Ukrainian President Volodymyr Zelenskyy stands inside a printworks compound, destroyed last week in a Russian airstrike, during his appeal to U.S. President Joe Biden and Chinese President Xi Jinping to join an upcoming peace summit, in Kyiv, Ukraine, May 26, 2024.
Ukrainian Presidential Press Service/Reuters

President Biden has been reluctant to allow Ukraine to use U.S.-supplied weapons to target military facilities inside Russia over concerns it could lead to a direct conflict between two nuclear superpowers. Indeed, Russian President Vladimir Putin responded to speculation earlier this week that Mr. Biden’s decision was coming by again warning that any such green light would risk nuclear war.

But pressure has mounted over recent months – from some members of Congress and some NATO countries – for the United States to relax the ban.

In the end, two key factors finally pushed Mr.

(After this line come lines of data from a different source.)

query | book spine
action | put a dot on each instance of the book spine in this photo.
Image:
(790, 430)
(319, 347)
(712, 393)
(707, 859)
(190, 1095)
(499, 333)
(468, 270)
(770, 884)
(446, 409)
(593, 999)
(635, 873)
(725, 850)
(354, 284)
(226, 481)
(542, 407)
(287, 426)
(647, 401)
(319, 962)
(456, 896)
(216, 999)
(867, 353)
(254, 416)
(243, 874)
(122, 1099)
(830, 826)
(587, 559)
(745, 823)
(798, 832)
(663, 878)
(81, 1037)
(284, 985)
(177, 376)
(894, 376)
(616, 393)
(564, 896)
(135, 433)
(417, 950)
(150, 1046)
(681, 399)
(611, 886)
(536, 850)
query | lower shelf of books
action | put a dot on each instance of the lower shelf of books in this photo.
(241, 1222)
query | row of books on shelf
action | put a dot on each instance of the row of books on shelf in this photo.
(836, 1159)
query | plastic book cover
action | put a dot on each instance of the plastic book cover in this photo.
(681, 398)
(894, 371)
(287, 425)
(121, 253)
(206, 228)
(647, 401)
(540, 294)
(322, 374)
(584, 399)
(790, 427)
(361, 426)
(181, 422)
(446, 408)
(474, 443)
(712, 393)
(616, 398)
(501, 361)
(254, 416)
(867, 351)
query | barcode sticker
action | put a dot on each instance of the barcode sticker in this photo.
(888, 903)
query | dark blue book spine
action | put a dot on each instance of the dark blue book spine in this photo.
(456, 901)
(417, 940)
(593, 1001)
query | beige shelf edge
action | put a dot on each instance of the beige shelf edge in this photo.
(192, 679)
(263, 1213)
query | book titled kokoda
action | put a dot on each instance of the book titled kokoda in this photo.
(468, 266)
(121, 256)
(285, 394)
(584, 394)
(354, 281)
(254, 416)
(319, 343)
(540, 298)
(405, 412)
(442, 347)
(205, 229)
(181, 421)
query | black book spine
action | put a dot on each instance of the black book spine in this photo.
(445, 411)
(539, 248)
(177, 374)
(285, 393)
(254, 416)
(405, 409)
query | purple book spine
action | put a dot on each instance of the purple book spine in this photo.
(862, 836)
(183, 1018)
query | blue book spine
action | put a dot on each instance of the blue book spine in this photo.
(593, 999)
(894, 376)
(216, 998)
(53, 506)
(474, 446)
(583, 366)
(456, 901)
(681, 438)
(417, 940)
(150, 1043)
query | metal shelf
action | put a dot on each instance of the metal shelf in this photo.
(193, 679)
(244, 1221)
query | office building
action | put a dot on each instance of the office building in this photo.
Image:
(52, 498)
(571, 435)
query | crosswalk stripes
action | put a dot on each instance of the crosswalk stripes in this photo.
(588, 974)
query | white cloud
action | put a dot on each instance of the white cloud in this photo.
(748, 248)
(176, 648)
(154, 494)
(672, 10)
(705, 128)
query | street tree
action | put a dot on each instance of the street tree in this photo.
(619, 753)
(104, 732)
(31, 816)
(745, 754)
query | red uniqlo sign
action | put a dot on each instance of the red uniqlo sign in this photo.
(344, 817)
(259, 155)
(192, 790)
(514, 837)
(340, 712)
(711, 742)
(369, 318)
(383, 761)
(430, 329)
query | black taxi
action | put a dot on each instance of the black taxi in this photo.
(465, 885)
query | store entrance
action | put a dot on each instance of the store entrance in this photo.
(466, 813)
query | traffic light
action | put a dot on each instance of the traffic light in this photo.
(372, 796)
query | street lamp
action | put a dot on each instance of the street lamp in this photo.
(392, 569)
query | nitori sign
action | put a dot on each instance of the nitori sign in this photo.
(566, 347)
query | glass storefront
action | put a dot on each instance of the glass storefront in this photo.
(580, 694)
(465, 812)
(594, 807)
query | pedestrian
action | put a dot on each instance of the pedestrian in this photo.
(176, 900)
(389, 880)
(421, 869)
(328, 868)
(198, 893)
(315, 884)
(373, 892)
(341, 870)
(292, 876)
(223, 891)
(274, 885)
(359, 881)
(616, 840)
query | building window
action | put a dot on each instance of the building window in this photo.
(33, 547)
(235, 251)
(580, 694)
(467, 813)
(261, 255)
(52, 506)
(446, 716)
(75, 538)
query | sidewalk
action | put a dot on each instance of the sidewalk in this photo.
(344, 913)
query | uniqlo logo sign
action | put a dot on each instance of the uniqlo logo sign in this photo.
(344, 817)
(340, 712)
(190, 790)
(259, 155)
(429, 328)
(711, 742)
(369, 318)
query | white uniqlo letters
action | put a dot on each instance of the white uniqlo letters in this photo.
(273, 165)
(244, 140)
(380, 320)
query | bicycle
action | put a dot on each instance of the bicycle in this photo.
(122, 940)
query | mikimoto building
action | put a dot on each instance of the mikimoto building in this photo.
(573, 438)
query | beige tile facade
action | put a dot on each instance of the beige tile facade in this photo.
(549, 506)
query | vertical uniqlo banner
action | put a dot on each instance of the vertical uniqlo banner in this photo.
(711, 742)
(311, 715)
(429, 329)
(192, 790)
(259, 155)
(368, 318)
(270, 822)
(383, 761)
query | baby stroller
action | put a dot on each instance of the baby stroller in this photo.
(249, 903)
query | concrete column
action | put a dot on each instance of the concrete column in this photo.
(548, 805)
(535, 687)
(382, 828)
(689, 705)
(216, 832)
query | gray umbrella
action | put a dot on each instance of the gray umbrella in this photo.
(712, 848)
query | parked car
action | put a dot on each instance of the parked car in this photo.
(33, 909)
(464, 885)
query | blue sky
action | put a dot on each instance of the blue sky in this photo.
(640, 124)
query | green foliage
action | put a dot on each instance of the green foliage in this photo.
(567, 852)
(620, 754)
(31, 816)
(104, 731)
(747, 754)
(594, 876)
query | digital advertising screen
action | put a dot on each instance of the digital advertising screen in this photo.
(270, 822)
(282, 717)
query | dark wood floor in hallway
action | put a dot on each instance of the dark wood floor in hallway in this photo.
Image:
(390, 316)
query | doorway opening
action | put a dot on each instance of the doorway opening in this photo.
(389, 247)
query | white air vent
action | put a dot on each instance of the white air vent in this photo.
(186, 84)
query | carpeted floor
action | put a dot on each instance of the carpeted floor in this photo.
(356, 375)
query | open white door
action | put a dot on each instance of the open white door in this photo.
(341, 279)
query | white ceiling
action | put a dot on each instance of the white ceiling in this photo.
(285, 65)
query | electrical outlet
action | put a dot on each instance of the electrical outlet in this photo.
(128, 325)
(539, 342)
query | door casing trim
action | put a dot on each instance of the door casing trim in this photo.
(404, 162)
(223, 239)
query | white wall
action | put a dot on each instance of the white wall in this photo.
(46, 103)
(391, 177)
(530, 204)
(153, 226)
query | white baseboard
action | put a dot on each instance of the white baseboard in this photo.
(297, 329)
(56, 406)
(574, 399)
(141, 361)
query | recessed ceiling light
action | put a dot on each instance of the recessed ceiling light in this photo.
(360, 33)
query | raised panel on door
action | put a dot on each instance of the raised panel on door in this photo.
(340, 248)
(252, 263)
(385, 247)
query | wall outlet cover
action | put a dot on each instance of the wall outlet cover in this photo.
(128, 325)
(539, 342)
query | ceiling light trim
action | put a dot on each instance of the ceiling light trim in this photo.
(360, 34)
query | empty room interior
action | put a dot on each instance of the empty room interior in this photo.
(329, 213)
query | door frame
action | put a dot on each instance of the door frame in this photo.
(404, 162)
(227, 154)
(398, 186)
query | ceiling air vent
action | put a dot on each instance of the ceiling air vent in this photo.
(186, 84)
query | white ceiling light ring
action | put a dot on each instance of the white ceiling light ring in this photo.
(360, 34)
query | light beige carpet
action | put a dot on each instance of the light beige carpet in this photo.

Biden across the line, some diplomatic analysts believe.

One was the alarming assessment of conditions around Kharkiv that Secretary of State Antony Blinken delivered to the president after visiting Kyiv earlier this month. According to officials, Mr. Blinken reported that not just the border region but the city of Kharkiv could fall if Russia’s advance was not effectively countered.

A second concern, some analysts say, was the prospect of dark news about the war in Ukraine landing just as Mr. Biden is to host NATO partners in Washington for the Alliance’s 75th anniversary summit in July.

The limited OK to use the U.S. weapons to strike inside Russia comes even as Ukraine begins to reap the benefits of the $60 billion military assistance package Congress approved last month.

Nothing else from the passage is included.